Re: 回复:Re: Is it worth pushing conditions to sublink/subplan?

From: Tomas Vondra <tomas(dot)vondra(at)enterprisedb(dot)com>
To: 曾文旌(义从) <wenjing(dot)zwj(at)alibaba-inc(dot)com>, shawn wang <shawn(dot)wang(dot)pg(at)gmail(dot)com>, "ggysxcq(at)gmail(dot)com" <ggysxcq(at)gmail(dot)com>, PostgreSQL Hackers <pgsql-hackers(at)postgresql(dot)org>
Cc: wjzeng <wjzeng2012(at)gmail(dot)com>
Subject: Re: 回复:Re: Is it worth pushing conditions to sublink/subplan?
Date: 2021-12-08 03:26:28
Message-ID: 0794833d-5793-e763-6b2c-43638584bfee@enterprisedb.com
Views: Raw Message | Whole Thread | Download mbox | Resend email
Thread:
Lists: pgsql-hackers

Hi,

On 12/7/21 10:44, 曾文旌(义从) wrote:
> Hi Hackers
>
> For my previous proposal, I developed a prototype and passed
> regression testing. It works similarly to subquery's qual pushdown.
> We know that sublink expands at the beginning of each level of
> query. At this stage, The query's conditions and equivalence classes
> are not processed. But after generate_base_implied_equalities the
> conditions are processed, which is why qual can push down to
> subquery but sublink not.
>
> My POC implementation chose to delay the sublink expansion in the
> SELECT clause (targetList) and where clause. Specifically, it is
> delayed after generate_base_implied_equalities. Thus, the equivalent
> conditions already established in the Up level query can be easily
> obtained in the sublink expansion process (make_subplan).
>
> For example, if the up level query has a.id = 10 and the sublink
> query has a.id = b.id, then we get b.id = 10 and push it down to the
> sublink quey. If b is a partitioned table and is partitioned by id,
> then a large number of unrelated subpartitions are pruned out, This
> optimizes a significant amount of Planner and SQL execution time,
> especially if the partitioned table has a large number of
> subpartitions and is what I want.
>
> Currently, There were two SQL failures in the regression test,
> because the expansion order of sublink was changed, which did not
> affect the execution result of SQL.
>
> Look forward to your suggestions on this proposal.
>

I took a quick look, and while I don't see / can't think of any problems
with delaying it until after generating implied equalities, there seems
to be a number of gaps.

1) Are there any regression tests exercising this modified behavior?
Maybe there are, but if the only changes are due to change in order of
targetlist entries, that doesn't seem like a clear proof.

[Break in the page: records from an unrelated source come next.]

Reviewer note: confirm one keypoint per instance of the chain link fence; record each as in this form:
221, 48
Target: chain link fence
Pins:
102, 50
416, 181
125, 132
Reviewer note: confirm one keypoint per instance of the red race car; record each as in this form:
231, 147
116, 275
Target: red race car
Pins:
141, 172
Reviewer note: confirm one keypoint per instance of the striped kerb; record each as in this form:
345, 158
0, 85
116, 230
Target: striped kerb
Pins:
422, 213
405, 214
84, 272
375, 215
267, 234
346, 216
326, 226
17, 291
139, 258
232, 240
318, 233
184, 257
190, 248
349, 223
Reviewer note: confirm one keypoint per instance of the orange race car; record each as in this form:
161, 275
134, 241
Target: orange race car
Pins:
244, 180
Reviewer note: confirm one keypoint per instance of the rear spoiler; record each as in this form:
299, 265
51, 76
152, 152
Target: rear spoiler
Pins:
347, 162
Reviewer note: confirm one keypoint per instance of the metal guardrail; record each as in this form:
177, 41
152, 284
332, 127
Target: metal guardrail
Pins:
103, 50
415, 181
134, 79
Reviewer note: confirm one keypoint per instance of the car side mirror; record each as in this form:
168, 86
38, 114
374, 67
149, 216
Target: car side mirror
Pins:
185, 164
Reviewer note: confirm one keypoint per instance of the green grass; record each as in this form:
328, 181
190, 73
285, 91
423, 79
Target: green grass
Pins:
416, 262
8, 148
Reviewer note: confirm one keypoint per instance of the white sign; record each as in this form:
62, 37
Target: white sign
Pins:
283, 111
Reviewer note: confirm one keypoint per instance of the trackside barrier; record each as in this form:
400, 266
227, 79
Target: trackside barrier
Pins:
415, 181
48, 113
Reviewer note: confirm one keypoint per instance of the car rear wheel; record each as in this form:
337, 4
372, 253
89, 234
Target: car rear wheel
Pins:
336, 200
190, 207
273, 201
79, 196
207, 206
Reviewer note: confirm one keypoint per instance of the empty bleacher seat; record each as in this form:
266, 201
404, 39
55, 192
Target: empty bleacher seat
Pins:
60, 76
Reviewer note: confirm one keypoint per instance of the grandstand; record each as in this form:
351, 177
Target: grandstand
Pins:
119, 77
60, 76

It'd be good to add a couple tests exercising both the positive and
negative case (i.e. when we can and can't pushdown a qual).

2) apparently, contrib/postgres_fdw does crash like this:

#3 0x000000000077b412 in adjust_appendrel_attrs_mutator
(node=0x13f7ea0, context=0x7fffc3351b30) at appendinfo.c:470
470 Assert(!IsA(node, SubLink));
(gdb) p node
$1 = (Node *) 0x13f7ea0
(gdb) p *node
$2 = {type = T_SubLink}

Backtrace attached.

3) various parts of the patch really need at least some comments, like:

- try_push_outer_qual_to_sublink_query really needs some docs

- new stuff at the end of initsplan.c

4) generate_base_implied_equalities

shouldn't this

if (ec->ec_processed)
;

really be?

if (ec->ec_processed)
continue;

5) I'm not sure why we need the new ec_processed flag.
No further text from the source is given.